Glassons buoys Hallenstein Brothers through half year

Sales at fashion firm Hallenstein Glassons jumped 13.6 per cent in the six months to February 1st, reaching $166.7 million (NZ$181.9 million).

And, despite the fact gross margin fell to 56.5 per cent due to increased freight costs, net profit hit $18.1 million – 28.6 per cent higher than the same period a year prior.

The group’s two brands, Hallenstein Brothers and Glassons, experienced the opposite ends of the sales spectrum. Hallenstein Brothers seeing sales fall 1.2 per cent to $47.4 million, with demand for tailored fashion falling due to the ongoing impact of the pandemic, but the overall result was buoyed by strong performance at Glassons.

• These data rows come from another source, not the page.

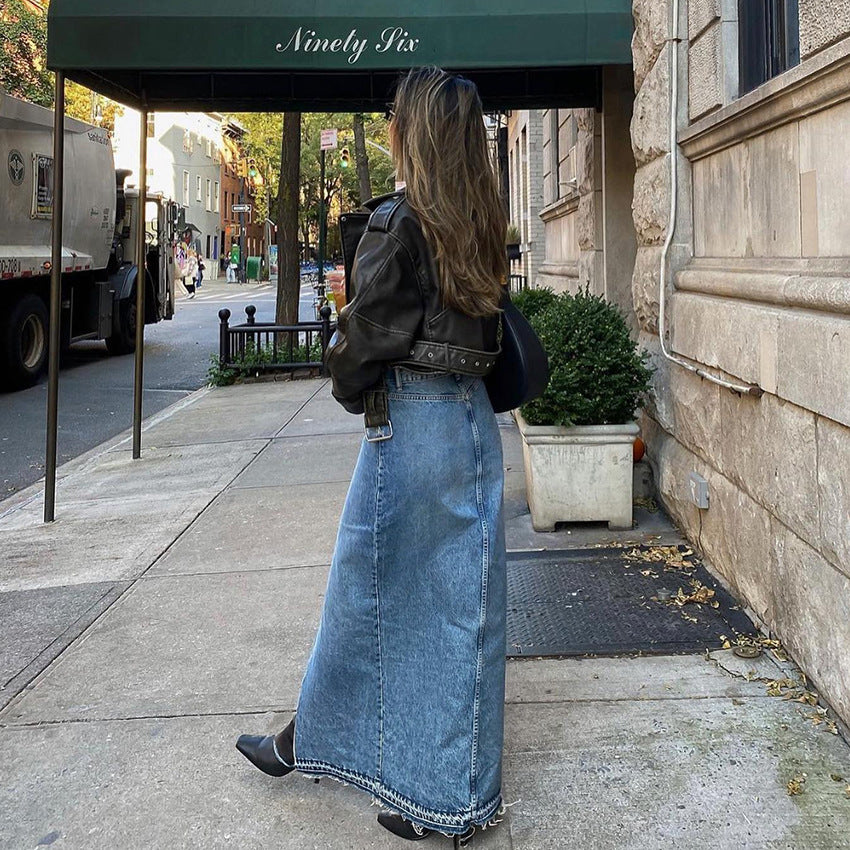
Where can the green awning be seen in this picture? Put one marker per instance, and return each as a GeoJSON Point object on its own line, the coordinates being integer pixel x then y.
{"type": "Point", "coordinates": [326, 54]}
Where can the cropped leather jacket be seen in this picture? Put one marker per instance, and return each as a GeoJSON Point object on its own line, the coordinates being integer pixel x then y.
{"type": "Point", "coordinates": [396, 316]}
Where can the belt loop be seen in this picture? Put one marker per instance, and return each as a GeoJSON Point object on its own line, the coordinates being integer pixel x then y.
{"type": "Point", "coordinates": [376, 415]}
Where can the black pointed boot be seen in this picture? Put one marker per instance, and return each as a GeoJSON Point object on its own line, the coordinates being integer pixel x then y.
{"type": "Point", "coordinates": [273, 754]}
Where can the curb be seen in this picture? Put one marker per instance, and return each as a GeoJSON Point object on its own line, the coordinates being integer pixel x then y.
{"type": "Point", "coordinates": [26, 496]}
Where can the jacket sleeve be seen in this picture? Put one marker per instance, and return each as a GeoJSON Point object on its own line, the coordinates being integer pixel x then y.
{"type": "Point", "coordinates": [379, 324]}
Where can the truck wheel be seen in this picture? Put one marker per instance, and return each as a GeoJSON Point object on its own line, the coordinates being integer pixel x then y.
{"type": "Point", "coordinates": [24, 342]}
{"type": "Point", "coordinates": [124, 342]}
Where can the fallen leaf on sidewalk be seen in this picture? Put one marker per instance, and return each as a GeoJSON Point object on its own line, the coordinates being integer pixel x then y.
{"type": "Point", "coordinates": [700, 595]}
{"type": "Point", "coordinates": [795, 785]}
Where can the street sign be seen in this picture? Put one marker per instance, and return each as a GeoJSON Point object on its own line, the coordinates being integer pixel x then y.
{"type": "Point", "coordinates": [329, 140]}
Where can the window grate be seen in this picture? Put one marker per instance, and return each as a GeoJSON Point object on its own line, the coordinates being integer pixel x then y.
{"type": "Point", "coordinates": [768, 40]}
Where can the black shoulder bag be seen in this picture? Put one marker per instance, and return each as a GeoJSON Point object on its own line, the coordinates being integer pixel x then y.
{"type": "Point", "coordinates": [521, 372]}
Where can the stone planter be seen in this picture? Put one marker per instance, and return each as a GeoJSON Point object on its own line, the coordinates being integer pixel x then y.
{"type": "Point", "coordinates": [578, 474]}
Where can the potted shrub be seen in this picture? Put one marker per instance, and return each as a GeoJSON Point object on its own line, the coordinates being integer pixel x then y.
{"type": "Point", "coordinates": [578, 437]}
{"type": "Point", "coordinates": [512, 240]}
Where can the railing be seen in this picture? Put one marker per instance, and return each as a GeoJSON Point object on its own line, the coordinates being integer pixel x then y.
{"type": "Point", "coordinates": [265, 346]}
{"type": "Point", "coordinates": [518, 282]}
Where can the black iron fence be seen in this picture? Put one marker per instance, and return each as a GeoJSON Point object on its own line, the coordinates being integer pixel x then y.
{"type": "Point", "coordinates": [265, 346]}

In New Zealand, sales at Glassons grew 14.5 per cent to NZ$61.8 million, while sales in Australia jumped 26.9 per cent to $62.7 million.

“Both Glassons businesses have continued to show strong growth in what is a challenging and ever-changing environment,” group managing director Mary Devine said in a release to the market.

“Although the trading environment in both New Zealand and Australia remains challenging, and with the uncertainty of Covid-19 ever present, it is encouraging that group sales for the first 7 weeks of the Winter season are +17.8% ahead of the same period last year.”

The business declared an interim dividend of 23 NZ cents per share to be paid on 16 April.